1. Learn to play the freakin' guitar already.
2. Taste black truffles.
3. Meet Oprah and thank her.
4. Go white water rafting again. Maybe a girlfriend getaway.
5. Visit New York City for two weeks.
6. Build a self-sustaining healthy house on a plot of land large enough to have a big, gorgeous dog that never poops close to home, some sheep, a big garden, and fruit trees but close enough to other people that if someone came to murder us, there would be people to hear the gunshots. Yes, I think of these things. Often.
7. Publish a work of mostly fiction. Change the names and details of people I know such that they really have no idea I'm writing about them, the fools.
8. Go to art school.
9. Own a log cabin on a lake where you're allowed to shoot people if they seadoo. Because that's two sports in one: Cottaging and Target Practice. Equally stress relieving, I'd imagine.
10. Compost with worms.
11. Finish knitting Montana's baby blanket.
12. Travel Europe and Russia with Jude.
13. Throw a neighborhood carnival block party, raising money for a family in need or other worthy cause.
14. Somehow make international adoption easier. Get airlines to give free airfare to people who are picking up their international adoptive children.
15. Learn pottery.
16. Maybe do a mini-marathon. Note the hesitation.
17. Get nearly all my body hair lasered off. Celebrate with a naked stroll in a park. (Yes, that's a joke but I shouldn't have to say so.)
18. Learn to really sing.
19. Go scuba diving somewhere really colourful and take photos. And live to develop them.
20. Go horseback riding again.
21. Make pesto from scratch.
22. Make a stuffed salmon encased in pastry that's cut to look like a salmon.
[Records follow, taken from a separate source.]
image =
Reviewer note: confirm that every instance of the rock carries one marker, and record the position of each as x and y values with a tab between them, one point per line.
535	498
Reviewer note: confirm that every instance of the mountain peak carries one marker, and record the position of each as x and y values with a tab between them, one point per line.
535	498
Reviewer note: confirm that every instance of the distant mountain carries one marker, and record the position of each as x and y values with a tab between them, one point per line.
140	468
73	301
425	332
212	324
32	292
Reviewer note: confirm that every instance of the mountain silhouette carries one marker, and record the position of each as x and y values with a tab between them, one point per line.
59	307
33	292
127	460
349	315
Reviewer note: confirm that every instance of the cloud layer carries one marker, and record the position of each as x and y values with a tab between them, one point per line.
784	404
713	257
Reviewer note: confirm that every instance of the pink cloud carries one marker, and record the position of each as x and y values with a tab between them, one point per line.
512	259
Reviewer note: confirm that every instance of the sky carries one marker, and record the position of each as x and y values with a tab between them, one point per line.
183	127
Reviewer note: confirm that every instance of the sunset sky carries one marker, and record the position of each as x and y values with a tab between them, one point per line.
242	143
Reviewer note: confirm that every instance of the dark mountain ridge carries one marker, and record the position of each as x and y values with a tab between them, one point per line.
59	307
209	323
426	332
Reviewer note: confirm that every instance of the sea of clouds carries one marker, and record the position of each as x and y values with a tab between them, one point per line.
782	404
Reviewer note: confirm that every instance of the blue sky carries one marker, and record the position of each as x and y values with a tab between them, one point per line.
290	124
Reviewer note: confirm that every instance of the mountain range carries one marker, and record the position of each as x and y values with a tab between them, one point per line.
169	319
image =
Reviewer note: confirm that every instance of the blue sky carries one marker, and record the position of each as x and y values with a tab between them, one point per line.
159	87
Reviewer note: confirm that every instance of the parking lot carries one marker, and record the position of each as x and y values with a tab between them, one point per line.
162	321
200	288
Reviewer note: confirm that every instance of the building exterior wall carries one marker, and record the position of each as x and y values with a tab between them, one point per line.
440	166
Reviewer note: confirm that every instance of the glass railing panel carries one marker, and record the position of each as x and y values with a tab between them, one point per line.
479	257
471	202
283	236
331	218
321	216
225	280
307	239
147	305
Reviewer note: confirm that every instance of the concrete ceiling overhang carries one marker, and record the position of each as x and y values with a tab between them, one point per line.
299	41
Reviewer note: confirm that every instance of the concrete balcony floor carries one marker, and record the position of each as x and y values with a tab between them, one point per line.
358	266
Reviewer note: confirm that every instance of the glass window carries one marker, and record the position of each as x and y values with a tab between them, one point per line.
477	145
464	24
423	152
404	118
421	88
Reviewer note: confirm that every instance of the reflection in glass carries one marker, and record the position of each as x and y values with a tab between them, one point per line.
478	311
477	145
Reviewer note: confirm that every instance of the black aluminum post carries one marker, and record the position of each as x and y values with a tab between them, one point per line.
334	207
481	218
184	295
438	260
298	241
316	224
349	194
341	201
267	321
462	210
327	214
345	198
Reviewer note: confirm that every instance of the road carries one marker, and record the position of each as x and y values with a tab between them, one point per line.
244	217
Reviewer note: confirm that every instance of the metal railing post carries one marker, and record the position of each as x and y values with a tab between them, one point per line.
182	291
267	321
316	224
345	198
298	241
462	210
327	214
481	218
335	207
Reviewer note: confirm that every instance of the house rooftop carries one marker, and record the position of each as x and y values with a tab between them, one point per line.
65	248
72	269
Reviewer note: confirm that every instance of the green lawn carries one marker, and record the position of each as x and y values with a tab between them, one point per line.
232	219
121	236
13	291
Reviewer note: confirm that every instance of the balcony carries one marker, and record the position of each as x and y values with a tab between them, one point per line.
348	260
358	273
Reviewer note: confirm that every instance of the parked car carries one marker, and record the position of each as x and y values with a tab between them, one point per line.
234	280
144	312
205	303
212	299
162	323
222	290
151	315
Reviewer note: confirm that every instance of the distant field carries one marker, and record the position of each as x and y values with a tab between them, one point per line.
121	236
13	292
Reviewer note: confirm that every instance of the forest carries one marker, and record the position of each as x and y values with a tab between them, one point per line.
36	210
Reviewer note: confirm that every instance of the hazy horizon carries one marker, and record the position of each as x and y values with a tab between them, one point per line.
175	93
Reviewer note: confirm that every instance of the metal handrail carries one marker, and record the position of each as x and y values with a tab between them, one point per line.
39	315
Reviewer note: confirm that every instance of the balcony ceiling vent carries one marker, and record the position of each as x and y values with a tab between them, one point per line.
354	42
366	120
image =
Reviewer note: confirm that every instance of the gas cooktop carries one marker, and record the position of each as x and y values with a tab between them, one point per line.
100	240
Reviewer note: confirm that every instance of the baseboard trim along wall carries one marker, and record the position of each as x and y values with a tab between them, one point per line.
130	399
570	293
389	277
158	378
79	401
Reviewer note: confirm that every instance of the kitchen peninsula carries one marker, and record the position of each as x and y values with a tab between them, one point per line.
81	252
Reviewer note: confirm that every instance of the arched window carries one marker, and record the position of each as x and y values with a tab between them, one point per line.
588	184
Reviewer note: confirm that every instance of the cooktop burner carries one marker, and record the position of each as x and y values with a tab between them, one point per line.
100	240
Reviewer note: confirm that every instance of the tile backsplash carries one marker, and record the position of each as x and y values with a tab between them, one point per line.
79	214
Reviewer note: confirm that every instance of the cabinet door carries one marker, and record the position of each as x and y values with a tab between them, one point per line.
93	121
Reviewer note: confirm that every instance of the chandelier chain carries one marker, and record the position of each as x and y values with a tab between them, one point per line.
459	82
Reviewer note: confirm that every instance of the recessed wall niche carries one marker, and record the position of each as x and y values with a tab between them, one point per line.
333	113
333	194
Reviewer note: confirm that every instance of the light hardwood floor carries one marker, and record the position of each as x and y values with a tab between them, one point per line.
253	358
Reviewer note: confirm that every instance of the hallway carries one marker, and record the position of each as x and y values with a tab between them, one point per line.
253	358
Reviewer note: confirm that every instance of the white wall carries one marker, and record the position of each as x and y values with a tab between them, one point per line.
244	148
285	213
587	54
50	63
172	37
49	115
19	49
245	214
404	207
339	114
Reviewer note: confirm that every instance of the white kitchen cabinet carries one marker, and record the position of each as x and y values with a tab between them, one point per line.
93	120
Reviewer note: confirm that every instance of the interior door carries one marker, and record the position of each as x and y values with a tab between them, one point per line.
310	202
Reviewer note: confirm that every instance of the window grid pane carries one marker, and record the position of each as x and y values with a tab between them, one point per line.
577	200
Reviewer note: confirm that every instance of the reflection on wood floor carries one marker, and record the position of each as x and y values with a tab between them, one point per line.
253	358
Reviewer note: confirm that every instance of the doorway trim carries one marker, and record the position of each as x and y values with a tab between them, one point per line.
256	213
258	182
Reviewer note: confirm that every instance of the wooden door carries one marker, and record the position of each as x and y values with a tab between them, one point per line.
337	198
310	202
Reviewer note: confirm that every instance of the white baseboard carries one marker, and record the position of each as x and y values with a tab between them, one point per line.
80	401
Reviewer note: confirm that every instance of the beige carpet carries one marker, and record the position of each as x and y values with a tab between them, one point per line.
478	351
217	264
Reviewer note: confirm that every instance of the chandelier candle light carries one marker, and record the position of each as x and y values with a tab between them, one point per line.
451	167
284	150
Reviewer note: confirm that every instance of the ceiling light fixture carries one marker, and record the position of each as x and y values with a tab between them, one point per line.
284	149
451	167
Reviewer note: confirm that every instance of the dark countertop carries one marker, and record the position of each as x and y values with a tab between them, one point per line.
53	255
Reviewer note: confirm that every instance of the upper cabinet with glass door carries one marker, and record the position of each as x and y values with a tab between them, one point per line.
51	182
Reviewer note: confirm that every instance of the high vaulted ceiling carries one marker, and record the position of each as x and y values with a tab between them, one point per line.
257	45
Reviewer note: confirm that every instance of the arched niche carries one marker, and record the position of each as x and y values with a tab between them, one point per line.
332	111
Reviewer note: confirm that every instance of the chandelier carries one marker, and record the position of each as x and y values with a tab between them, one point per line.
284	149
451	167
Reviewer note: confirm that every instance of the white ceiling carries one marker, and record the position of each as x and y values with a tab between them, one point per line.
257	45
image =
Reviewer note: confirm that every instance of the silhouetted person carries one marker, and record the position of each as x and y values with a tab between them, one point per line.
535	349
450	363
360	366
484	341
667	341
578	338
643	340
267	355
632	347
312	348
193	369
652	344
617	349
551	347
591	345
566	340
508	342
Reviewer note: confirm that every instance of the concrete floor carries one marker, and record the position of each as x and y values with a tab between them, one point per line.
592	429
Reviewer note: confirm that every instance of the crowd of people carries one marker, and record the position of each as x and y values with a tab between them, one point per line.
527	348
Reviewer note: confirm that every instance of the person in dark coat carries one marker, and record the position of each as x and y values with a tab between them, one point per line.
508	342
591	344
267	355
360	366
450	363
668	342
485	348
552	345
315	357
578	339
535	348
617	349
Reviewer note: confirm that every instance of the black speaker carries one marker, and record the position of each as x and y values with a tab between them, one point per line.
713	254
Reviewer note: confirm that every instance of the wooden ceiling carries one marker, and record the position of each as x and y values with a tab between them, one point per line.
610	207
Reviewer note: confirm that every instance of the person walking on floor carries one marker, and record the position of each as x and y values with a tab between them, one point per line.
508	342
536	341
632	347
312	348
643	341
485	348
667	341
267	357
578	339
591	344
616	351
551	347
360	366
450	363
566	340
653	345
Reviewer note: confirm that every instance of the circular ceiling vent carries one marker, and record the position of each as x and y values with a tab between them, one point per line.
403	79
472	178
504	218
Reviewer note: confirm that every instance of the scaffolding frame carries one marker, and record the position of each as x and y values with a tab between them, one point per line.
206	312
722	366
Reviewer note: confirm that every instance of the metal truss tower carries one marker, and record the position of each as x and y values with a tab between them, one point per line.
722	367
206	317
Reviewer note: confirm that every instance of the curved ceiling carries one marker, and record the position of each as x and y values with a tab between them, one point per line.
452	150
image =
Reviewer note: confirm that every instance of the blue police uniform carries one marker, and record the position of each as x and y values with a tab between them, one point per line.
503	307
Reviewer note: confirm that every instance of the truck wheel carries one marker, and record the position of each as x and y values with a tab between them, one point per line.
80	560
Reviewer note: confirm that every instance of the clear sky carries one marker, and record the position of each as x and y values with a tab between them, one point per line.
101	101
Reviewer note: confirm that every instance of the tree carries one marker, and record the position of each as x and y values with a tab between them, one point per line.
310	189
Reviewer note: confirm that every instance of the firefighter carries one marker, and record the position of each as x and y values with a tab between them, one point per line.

23. Learn to really, properly swim.
24. Have an all-girlfriend canoeing-camping trip with someone who can play guitar. Woman with the longest leg hair the next day doesn't have to paddle back.
25. Memorize all the best Scrabble words and tactics.
26. Send my boy on a mission abroad and have him come home a man, in one piece.
27. Lead some kind of teen counseling sessions-- maybe for sexually abused girls?
28. Develop all my online photos with journaling comments before Facebook experiences a server failure or some equally horrific turn of events.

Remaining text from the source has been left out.